The time after losing a child, in my personal experience, was numbing to say the least. I think the pain was so intense, so horrific, that everything around me felt like it was all in slow motion. I don’t remember a lot of the first 5 years after. Just bits and pieces of trying to stay together for Jason’s older brothers who were also going through their own grief. I tried my best to be a good Mom to them, because I know that would be important to their little brother. But at the same time, it’s hard to be good for others when you are in so much personal pain.
I honestly didn’t feel like it was all really happening. The first month, I felt he would walk right up to me but at the same time questioned if he was ever there because the thought of losing my child was too much. I had to tell myself that of course my little boy was there, but now, he’s gone. How do you deal with this type of loss? I honestly don’t know even though I went through it. The best I can say is that everyone’s grief is different and NEVER let someone tell you how to grieve your loss! Especially from someone who has never lost a child. No one can truly understand that pain unless they have personally gone through it. I remember thinking before he passed away that I could never imagine losing my child. That I would go completely crazy. Well, for the first 2 years, you could say I pretty much did, but I survived it. But not un-scarred to say the very least. I still deal with Post Traumatic Stress Disorder to thankfully a smaller extent (PTSD) and I’m in recovery from Anorexia Nervosa which took years to overcome.

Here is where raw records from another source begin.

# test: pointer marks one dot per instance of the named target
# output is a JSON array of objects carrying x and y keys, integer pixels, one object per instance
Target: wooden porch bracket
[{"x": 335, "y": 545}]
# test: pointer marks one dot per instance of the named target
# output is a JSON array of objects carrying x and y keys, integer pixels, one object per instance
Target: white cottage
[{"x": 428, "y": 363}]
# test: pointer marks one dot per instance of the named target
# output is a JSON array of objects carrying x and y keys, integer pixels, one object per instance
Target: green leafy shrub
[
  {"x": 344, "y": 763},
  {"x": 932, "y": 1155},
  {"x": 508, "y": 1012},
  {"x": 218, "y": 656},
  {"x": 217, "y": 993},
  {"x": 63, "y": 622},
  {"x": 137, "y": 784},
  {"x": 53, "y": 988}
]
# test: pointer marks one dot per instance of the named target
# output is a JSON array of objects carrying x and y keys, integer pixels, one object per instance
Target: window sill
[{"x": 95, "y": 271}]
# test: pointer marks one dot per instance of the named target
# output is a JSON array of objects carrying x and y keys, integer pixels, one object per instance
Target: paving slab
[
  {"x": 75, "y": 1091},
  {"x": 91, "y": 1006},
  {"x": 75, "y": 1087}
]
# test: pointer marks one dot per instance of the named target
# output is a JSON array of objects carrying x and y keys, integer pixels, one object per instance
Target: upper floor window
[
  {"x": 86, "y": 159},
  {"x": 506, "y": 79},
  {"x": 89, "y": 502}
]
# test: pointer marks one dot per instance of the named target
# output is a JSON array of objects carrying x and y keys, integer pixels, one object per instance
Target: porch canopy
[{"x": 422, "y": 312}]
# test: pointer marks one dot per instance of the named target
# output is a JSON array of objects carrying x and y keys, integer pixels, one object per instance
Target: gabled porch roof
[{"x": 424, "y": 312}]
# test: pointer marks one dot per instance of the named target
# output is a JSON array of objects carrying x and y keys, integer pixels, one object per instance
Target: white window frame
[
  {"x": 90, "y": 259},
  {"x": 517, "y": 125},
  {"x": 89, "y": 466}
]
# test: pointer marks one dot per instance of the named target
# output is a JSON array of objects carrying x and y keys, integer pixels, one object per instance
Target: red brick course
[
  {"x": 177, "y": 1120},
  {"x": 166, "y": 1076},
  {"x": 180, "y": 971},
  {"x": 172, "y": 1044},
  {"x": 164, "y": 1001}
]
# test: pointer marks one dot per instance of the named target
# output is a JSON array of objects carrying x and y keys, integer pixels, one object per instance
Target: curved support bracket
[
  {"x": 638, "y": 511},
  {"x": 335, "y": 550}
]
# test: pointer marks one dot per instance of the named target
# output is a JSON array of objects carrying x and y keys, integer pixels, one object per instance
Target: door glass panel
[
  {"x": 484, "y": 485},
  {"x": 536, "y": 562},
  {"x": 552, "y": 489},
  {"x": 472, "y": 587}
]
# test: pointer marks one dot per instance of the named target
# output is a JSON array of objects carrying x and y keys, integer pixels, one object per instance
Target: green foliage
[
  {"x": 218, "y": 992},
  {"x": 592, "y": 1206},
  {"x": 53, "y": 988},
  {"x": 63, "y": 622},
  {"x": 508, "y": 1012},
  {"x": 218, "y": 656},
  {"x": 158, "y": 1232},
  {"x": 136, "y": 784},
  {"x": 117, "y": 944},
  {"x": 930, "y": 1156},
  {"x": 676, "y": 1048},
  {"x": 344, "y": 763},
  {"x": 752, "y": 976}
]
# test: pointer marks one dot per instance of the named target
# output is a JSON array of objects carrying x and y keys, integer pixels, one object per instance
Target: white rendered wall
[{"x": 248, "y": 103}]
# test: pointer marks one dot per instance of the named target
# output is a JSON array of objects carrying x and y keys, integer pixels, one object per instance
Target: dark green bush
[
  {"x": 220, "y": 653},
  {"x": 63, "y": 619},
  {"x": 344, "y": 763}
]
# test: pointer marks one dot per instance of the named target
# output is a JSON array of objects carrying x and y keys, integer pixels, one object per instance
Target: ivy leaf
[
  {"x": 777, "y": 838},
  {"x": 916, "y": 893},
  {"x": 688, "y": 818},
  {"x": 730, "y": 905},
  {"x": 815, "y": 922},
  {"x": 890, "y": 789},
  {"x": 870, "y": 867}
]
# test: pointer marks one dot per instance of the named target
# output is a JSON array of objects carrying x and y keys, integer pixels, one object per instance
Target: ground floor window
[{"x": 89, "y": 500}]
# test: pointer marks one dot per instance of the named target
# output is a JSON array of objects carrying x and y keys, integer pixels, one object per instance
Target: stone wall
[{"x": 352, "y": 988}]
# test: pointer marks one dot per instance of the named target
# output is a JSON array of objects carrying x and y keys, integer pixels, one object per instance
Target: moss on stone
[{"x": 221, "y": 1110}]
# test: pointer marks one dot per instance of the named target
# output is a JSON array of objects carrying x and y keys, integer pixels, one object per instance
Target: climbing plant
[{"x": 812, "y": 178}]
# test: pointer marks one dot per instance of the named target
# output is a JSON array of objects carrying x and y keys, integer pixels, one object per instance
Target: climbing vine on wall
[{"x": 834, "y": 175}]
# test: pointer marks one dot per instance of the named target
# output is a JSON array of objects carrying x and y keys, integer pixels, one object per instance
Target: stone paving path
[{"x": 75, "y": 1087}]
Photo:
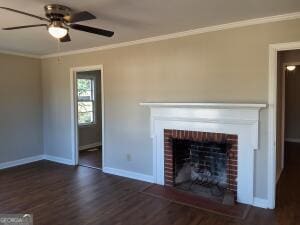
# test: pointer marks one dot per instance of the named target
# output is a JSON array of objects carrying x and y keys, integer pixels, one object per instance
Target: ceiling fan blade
[
  {"x": 25, "y": 13},
  {"x": 65, "y": 38},
  {"x": 26, "y": 26},
  {"x": 93, "y": 30},
  {"x": 79, "y": 16}
]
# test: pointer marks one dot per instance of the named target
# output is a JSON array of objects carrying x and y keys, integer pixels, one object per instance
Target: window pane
[
  {"x": 85, "y": 118},
  {"x": 84, "y": 84},
  {"x": 84, "y": 89},
  {"x": 85, "y": 95},
  {"x": 85, "y": 107}
]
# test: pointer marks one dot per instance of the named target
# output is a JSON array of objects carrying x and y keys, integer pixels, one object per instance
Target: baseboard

I will be updated this page and others as time goes on to tell my story. Jason Lee passed away in 1996 and since then, I’ve gone through a lot of personal struggles to heal and deal with day to day life. I don’t mind sharing my story in hopes that others don’t feel alone in how they are feeling because I know I felt crazy and alone during my struggle int he first years after.
Feel free to ask any questions below and I will try to answer the best I can. I’m not a doctor and I’m not to replace a doctor so if you need help, please seek that from a professional. I’m here to offer my personal experience.